One side believed that Ugandan hip-hop artists should look to traditional sources to augment their sound (so instead of using electronic samples use local percussionists versed in long-established forms); the other side thought it better to build up a modern Ugandan style from traditional sources (ie rapping over folk songs). From an outsiders point of view it seemed like the difference between the Judean People’s Front and the People’s Front of Judea.
And while this argument was happening one man started talking to me about the perils of national identity: “When I was at school they taught me to suppress what it was that made me Ugandan, to behave more Western, more civilized… now we talk about what it is to be Ugandan, like it’s a badge we can wear. The problem with wearing a badge is that people then only look at the badge, not what you are making or doing.”
And that’s the problem. Who decides what a nation’s identity is? The people who create and populate the strongest cultural image? Or the people who consume it (and inevitably paraphrase it) in different timezones, economies and contexts?
I realised then that I had, much to my shame, brought with me a version of Uganda that fitted my world view. Before I set off I researched into Ugandan music and found lots of hip-hop and thought “Yes yes, but where’s the real Ugandan music?” And so I asked Twitter and Facebook and got all sorts of enthusiastic responses saying things like “don’t know about Uganda but here’s a great South African band…” (which is basically the same as saying “not sure about Welsh music but here’s some Italian”).
There is not one single Ugandan Sound any more than there is one single English Sound. To imagine such a thing is like people in Surrey thinking everyone in Yorkshire wears a flat cap and mutters “Ee bah gum” in the ear of t’ whippet. Of course, if you listen to Radio 4 you’ll know that plenty of people still do think that. So what chance does Uganda have, carving out a modern creative niche, with its war-torn past shouting so much louder?
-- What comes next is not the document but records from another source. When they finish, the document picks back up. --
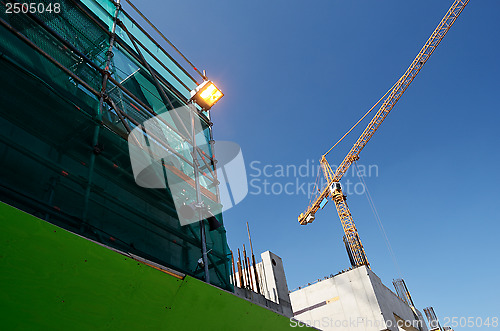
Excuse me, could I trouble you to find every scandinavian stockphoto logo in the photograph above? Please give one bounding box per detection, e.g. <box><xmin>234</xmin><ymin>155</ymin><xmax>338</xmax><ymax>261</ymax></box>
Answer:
<box><xmin>128</xmin><ymin>105</ymin><xmax>248</xmax><ymax>225</ymax></box>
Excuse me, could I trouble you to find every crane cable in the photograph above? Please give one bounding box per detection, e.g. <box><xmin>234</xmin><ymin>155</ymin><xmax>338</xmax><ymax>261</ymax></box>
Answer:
<box><xmin>323</xmin><ymin>78</ymin><xmax>401</xmax><ymax>160</ymax></box>
<box><xmin>353</xmin><ymin>162</ymin><xmax>403</xmax><ymax>278</ymax></box>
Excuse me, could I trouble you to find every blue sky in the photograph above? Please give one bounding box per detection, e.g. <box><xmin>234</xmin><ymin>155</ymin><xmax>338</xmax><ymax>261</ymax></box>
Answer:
<box><xmin>130</xmin><ymin>0</ymin><xmax>500</xmax><ymax>330</ymax></box>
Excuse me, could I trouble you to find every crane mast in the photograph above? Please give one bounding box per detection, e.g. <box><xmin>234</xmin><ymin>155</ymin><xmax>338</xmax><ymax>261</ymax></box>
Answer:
<box><xmin>298</xmin><ymin>0</ymin><xmax>469</xmax><ymax>267</ymax></box>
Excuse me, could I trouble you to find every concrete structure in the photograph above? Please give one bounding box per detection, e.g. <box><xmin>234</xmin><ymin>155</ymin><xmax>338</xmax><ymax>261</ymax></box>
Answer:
<box><xmin>234</xmin><ymin>251</ymin><xmax>293</xmax><ymax>317</ymax></box>
<box><xmin>290</xmin><ymin>266</ymin><xmax>427</xmax><ymax>331</ymax></box>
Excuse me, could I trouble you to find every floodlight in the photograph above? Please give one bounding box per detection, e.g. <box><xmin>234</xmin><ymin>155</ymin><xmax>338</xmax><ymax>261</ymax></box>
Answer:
<box><xmin>191</xmin><ymin>80</ymin><xmax>224</xmax><ymax>111</ymax></box>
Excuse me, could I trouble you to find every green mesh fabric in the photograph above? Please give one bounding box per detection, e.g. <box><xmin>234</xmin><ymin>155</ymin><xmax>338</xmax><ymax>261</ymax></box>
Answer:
<box><xmin>0</xmin><ymin>1</ymin><xmax>231</xmax><ymax>289</ymax></box>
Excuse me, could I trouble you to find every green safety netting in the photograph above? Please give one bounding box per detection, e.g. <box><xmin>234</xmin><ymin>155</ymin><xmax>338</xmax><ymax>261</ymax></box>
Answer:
<box><xmin>0</xmin><ymin>0</ymin><xmax>231</xmax><ymax>289</ymax></box>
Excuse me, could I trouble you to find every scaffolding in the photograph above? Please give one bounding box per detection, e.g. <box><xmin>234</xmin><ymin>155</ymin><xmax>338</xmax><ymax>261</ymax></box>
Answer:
<box><xmin>0</xmin><ymin>0</ymin><xmax>231</xmax><ymax>289</ymax></box>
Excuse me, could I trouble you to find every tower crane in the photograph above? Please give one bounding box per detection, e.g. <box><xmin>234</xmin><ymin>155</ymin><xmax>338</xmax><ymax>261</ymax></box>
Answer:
<box><xmin>298</xmin><ymin>0</ymin><xmax>469</xmax><ymax>267</ymax></box>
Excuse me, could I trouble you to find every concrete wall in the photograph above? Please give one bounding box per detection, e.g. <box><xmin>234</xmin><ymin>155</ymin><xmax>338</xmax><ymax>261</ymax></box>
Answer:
<box><xmin>290</xmin><ymin>266</ymin><xmax>427</xmax><ymax>331</ymax></box>
<box><xmin>0</xmin><ymin>203</ymin><xmax>308</xmax><ymax>331</ymax></box>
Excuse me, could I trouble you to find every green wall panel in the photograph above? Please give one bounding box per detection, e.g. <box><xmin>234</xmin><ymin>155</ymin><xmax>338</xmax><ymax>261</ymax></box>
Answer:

But spending a week in the company of all those musicians was an inspiration. No, not gap year inspirational (I didn’t “find myself”), it was properly inspirational. Because people were listening to each other. Attendees of music conferences in Britain tend to be split between loud people who want everyone to know how important they are and quiet people who think they can get all the answers from the loud ones and then creep off to become a success too. Here, however, everyone had ideas. Not only that, everyone had the patience to listen to the ideas of others and the passion to argue a point until the idea worked better. There did not seem to be the usual overwhelming sense that artists were driven by the bald ambition of dominating the market, but rather there was a palpable understanding that the best way to progress is to work together.
None of the artists present at DoaDoa needed a group of Westerners to fly in and tell them how to develop their music industry, they were already recording and producing professional quality stuff. All they needed was a high profile event with a few big names to catch the imagination of the press and entice a bunch of young creatives to be in the same space at the same time enabling proper, progressive discussion. Sure it helps to get an outside point of view – one cannot operate effectively in an international context from a purely localized perspective – but we learned as much from being there as the people we were supposedly giving advice to, probably more. After all, the independent music sector in Britain uses the internet as its primary engine and that’s a pretty effective way of filtering (if not completely warping) reality, the greatest problem being that it is all too possible to use the web as a purely one-way broadcasting tool (how many bands have you encountered who spend all their time on Facebook shouting furiously into the abyss?). It’s a lot harder to use a phone that way, let alone a face-to-face encounter.
Music has always been about communication. Writing it, playing it, marketing it – they are all just different conversations (or different strands of the same conversation). And the important thing about a conversation is this: being heard can only ever be half the process.
I wonder if Airtel would like to use that as a slogan?